May 16 Eclipses in 2015 and Preparing for the Total Solar Eclipse in 2017 We were treated to two Solar and two Lunar eclipses in 2014 visible from here in Iowa.  There will be four eclipses in 2015 as well, but only the two lunar eclipses will be visible for us.  Come and find out what eclipses are and how best to observe them.  The total solar eclipse in 2017 will also be discussed so we can all be prepared for it.

June 20 Solar Picnic Solar Picnic - We will have the solar picnic for our June meeting.  We will start to eat at 6 PM and then a presentation on getting to know your observatory at 7.  The club will provide the meat, bring a side dish and plastic plates/flatware/cups and join us.  
July 18 Pluto and New Horizons Join us as Evan Zerby of Iowa State University guides us through the arrival to the last unvisited planet! (Or is it?) In part five of the acclaimed Robots in Space series Evan spins the tale of the mission to the most loved planet in the solar system!  What will we find?  Moons?  Rings? Join us for Robots in Space V and find out!  Come and listen to Evan Zerby tell us about Pluto and the New Horizons mission.  
Aug 15 2015 Iowa Star Party Join us at the Iowa Star Party.  
Sept 19 Women in Astronomy Women in Astronomy - Come out and join us for a talk by Deb Bonser on Women in Astronomy - both at the telescope and supporting their Astronomers  
Oct  17 New Horizon Spacecraft uncovers Pluto Al Johnson will lead a discussion of the latest findings from Pluto. There will be new photos from the latest flyby of Pluto and discussion (maybe some debate) about what these pictures tell us.   
Nov 21 Globular Clusters Globular clusters are spherical collections of stars that orbit galaxies. These beautiful objects are a favorite target for backyard telescopes and star parties. A globular cluster may have anywhere from hundreds of thousands to millions of stars packed into a (relatively) small space. Our Milky Way galaxy has about 160 known globulars orbiting around it currently. Some other galaxies such as the Andromeda galaxy have several hundred.

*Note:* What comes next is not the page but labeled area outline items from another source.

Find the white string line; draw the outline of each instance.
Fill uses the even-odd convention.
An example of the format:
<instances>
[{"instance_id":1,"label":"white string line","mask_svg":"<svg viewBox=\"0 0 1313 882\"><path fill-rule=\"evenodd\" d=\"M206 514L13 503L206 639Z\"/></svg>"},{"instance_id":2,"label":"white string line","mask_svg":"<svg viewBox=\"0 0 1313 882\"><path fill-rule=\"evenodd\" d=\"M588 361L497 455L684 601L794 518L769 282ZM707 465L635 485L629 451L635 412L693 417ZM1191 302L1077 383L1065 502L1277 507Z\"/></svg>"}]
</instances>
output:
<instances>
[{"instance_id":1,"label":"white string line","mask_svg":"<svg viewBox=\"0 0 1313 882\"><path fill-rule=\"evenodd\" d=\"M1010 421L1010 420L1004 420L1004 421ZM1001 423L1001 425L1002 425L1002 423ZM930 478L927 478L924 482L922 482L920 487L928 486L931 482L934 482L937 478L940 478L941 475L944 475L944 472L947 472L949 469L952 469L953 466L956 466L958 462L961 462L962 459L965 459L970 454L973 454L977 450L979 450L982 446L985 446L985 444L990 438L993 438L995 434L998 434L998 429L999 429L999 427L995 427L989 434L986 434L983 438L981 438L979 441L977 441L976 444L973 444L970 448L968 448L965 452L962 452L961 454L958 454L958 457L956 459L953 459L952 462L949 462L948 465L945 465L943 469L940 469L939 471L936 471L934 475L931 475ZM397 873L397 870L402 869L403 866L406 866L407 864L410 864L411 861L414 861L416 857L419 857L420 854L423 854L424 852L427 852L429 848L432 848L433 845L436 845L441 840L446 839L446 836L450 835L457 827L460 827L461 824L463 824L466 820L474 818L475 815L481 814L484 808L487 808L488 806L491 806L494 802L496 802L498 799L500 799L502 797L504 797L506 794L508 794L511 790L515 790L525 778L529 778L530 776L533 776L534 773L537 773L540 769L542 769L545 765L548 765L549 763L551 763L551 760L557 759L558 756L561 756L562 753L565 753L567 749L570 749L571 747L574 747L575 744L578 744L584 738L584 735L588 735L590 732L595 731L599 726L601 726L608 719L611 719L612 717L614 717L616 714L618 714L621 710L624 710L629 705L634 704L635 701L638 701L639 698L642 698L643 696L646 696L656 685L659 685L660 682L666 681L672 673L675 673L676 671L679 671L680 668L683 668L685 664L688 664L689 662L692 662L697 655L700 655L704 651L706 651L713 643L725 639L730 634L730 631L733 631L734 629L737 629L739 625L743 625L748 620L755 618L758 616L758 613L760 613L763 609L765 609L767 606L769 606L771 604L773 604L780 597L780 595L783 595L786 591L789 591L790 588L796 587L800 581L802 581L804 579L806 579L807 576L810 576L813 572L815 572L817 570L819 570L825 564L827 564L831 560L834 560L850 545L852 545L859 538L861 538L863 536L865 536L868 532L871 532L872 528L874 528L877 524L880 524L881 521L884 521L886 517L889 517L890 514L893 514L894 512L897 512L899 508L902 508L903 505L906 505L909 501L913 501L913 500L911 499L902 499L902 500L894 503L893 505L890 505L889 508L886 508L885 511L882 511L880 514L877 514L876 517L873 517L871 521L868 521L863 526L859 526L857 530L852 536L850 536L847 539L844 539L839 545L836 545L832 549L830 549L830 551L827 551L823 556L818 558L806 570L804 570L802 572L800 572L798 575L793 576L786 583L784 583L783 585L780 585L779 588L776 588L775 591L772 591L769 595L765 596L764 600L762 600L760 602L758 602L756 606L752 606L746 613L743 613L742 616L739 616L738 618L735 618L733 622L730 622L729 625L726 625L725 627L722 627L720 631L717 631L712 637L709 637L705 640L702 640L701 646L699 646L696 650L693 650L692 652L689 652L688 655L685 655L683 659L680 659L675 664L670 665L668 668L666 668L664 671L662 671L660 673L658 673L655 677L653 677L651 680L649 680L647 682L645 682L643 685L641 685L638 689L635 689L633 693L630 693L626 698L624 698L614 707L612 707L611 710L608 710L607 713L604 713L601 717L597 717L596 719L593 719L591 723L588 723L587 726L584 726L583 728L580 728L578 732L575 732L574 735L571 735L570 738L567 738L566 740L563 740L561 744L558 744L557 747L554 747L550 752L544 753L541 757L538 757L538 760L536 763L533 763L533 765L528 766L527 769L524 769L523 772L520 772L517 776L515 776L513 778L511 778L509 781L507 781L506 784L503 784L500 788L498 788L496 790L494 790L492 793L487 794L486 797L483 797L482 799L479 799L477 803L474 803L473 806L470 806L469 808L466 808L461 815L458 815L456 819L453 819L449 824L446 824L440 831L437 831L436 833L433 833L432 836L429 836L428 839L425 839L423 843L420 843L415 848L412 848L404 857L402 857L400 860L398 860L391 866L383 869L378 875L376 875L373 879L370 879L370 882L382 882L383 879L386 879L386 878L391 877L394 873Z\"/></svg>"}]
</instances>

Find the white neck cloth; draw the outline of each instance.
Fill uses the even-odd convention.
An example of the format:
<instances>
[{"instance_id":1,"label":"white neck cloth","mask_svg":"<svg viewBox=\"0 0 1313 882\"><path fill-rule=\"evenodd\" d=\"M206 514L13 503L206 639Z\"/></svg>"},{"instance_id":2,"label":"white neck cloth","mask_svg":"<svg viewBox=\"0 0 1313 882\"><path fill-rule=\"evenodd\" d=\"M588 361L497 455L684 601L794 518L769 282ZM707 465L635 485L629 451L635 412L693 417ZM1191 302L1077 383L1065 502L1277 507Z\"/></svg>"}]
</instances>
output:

Globular clusters are in many ways mysterious. The stars inside tend to be very old, some perhaps as old or older than their host galaxy. Astronomers don't know for sure how they formed and how they evolved over time. So there's lots of opportunities for research into their nature.

Join us as we explore these beautiful enigmas that dance around our galaxy and other galaxies. If it's clear, we'll go out afterward and view some of them up close (at least virtually!) and personal.